We all know the old adage about how men never ask for directions. It has something to do with the fragile male ego and being macho, and is probably rooted in some evolutionary trait left over from hunting mastedons. I recently experienced the modern version of this when my wife and I went hiking on some new trails near where we live.

I took along my trusty Garmin Etrax Topo GPS unit. GPS devices are part of the personal technology revolution, right in there with IPODs, cell phones, digital cameras, dvrs, and humongous flat screen tvs. In short, part of the golden age of guy toys. There are GPS devices for cars which make it possible for men not only to avoid asking for directions, but also to actually avoid getting lost. There are also the kind I took on my hike – small, hand-held units that show you the terrain, let you track your path, record your distance traveled, and find your way back to the starting point.

The trail we were following had been described to us but we had no map. We had to rely on rather vague explanations when we came to choice points because there were no signs indicating which way to go. And of course I had my trusty GPS. The route we were trying to follow was a loop that – theoretically – returned us to our car, which we had parked on a road at the trail head.

Things went smoothly for several miles, and my GPS indicated that we were indeed circling back toward the starting point. As we got closer and closer (and more and more tired), I was absolutely sure we were nearer and nearer our car and I knew exactly how to get there, based on the readings from the GPS. But then we came to a choice point where logic and common sense confronted male ego and male techno-worship. By this time we were on a road that was supposed to intersect the road on which we had parked the car. Going one way would take us to the car, according the GPS. However, going in the opposite direction seemed like the logical choice. I insisted on following the GPS. My wife opted for logic. After some increasingly heated exchanges I offered to let her stay while I walked to the car (my way) and then drove back to pick her up.
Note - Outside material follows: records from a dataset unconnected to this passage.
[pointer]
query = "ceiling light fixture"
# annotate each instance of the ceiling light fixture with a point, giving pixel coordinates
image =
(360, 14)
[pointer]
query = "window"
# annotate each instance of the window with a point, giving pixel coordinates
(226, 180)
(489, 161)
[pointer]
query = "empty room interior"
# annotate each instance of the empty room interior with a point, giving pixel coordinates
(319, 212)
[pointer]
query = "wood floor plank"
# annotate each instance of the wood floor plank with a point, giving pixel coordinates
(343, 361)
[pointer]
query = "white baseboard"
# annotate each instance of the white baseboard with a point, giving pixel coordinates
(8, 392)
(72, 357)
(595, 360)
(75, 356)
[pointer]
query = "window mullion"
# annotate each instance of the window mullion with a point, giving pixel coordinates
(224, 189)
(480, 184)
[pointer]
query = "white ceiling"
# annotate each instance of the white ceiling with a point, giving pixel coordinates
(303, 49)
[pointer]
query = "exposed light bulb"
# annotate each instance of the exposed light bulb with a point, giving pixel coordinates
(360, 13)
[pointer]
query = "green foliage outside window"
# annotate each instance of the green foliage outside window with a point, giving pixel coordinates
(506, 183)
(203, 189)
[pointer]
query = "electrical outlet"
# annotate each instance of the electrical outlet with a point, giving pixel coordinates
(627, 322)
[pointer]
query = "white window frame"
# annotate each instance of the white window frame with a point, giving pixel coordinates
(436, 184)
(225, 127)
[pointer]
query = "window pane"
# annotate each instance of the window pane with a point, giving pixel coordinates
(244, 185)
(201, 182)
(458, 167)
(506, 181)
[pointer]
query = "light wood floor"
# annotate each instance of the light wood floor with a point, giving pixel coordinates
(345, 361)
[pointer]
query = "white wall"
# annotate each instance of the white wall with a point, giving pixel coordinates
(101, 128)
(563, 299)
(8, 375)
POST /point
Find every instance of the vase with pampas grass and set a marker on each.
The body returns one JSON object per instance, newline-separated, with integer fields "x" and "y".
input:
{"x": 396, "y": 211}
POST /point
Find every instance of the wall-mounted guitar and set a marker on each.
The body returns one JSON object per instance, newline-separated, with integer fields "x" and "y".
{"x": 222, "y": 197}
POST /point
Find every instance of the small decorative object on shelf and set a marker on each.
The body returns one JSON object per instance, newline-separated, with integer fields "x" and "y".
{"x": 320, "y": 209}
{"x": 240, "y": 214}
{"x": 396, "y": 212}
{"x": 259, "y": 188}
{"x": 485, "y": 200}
After I walked alone for another 1/4 mile it became clear from the GPS that the car was located in the middle of a large tree, making it somewhat difficult to drive. I backtracked and together my wife and I walked in the opposite direction, arriving in short order at the car, precisely where we had left it. The GPS was WRONG (the words stick in my throat).

There are probably good reasons why the unit was inaccurate in this situation. But the lesson isn’t simply that you should always trust your senses (common and otherwise) rather that technology – there are too many cases where people have been fooled by faulty perceptions and sensations, sometimes with disastrous results. But trusting technology too much can be problematic too, as my story illustrates. We need to temper our reliance on technology with careful, prudent analysis.

But most important, I need to buy a new GPS.